EP 135: Building Resilience Through Relationships and community
In a powerful conversation on the Less House, More Resilience podcast, host Laura explores the urgent necessity of self-sufficiency and community resilience with Egypt Krohn, farmer, homesteader, and food systems educator behind Dragonfly Downs Farm and her Substack publication. Recorded against the backdrop of global conflict and supply chain uncertainties, this episode serves as a vital call to action, urging listeners to shift their focus inward—to their kitchens, their neighbors, and the land beneath their feet—to build true, lasting security.
Why Local Resilience is the New Global Strategy
The current geopolitical climate, coupled with long-term environmental and infrastructure fragility (what Krohn calls the "polycrisis"), highlights the precariousness of a highly centralized, global supply chain. For Krohn, this realization was a fundamental driver toward homesteading and sustainable agriculture. She shares a moving history of seeking tangible skills—from cheese-making in France to spinning yarn in the Peruvian mountains—seeing each skill as "a weight off my shoulders." This deep connection to basic survival skills offers a level of security that traditional fiscal systems cannot provide.
The conversation centers on the idea that resilience isn't found in a bunker or overseas barges, but by bringing the radius of our focus closer, strengthening our local communities.
Reclaiming Heritage Skills: The Kitchen as Ground Zero
Egypt emphasizes that any journey toward self-sufficiency must begin in the kitchen. Food is foundational—to health, culture, and our interaction with the environment. For those feeling overwhelmed, the starting point is simple: Learn to cook.
The most fundamental steps include:
Mastering Simple Meals: Learning three to five good, nourishing, and affordable meals without needing a recipe.
Sourcing Locally: Diverting even a small portion of the food budget (Krohn suggests $5 to $50 a week) to purchase from local growers.
Physical Library: Having key books and recipes in physical form, prepared for grid or internet disruptions.
Embracing Failure: Overcoming the "oversized fear of making mistakes." As Krohn reminds us, "Just start and know that you, honestly, you are gonna make mistakes and you're gonna mess things up, but that's okay."
Laura shares her own successful 'bread ritual'—milling grains and baking sourdough weekly—which led directly to a reciprocal barter with a neighbor for fresh greens. This simple act exemplifies how personal skill-building immediately translates into collective resilience.
Building Collective Strength: The Power of Community Barter
Humans are "a collaborative ape," as Krohn notes, and our ability to adapt throughout history is rooted in this collaborative spirit. True resilience is impossible in isolation; it requires a vast diversity of skills and partnerships.

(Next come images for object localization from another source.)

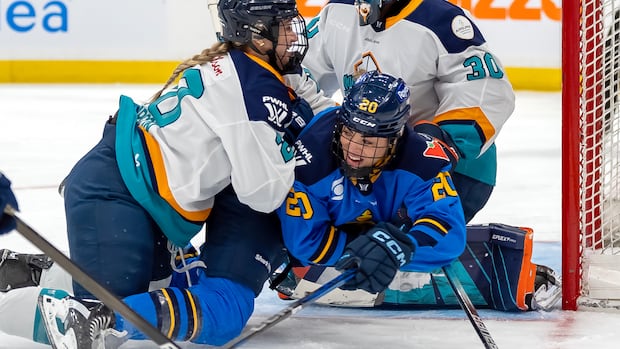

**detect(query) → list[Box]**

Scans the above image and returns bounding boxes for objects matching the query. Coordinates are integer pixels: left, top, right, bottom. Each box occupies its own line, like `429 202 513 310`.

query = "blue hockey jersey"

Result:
277 109 467 272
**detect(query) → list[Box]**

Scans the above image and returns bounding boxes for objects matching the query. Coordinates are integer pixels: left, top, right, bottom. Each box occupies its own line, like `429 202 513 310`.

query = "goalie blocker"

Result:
279 223 561 312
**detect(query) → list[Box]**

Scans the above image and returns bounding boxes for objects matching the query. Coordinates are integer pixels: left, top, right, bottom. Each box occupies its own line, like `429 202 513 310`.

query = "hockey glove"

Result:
413 121 461 170
283 97 314 144
335 222 414 294
0 173 18 235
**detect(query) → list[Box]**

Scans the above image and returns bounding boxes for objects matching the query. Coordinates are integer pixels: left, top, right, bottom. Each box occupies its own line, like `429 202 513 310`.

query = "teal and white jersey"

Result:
115 49 297 247
296 0 515 185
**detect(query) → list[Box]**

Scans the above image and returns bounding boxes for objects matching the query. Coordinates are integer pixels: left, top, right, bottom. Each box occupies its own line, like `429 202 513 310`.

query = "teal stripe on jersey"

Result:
115 95 202 247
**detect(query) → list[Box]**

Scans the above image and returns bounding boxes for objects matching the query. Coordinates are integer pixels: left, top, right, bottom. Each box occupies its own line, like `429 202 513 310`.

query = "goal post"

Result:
563 0 620 310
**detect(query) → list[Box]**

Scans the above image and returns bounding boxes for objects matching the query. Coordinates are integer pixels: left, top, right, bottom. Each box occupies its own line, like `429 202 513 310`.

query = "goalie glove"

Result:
413 121 460 170
335 222 414 294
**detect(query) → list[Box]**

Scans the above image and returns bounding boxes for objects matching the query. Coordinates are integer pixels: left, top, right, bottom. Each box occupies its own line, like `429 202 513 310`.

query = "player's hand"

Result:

The most potent tool for building these networks is surprisingly simple: The potluck and the dinner party.
Egypt’s call to action is clear:
Reach out: Invite people over, or say yes when invited. Undo the isolation that modern life has created.
Offer and Ask: Be willing to share your skills and gifts freely. Crucially, don't be afraid to ask for help—people genuinely like to feel needed.
Start Before the Crisis: Strong mutual aid networks must be built in times of ease to be strong in times of crisis.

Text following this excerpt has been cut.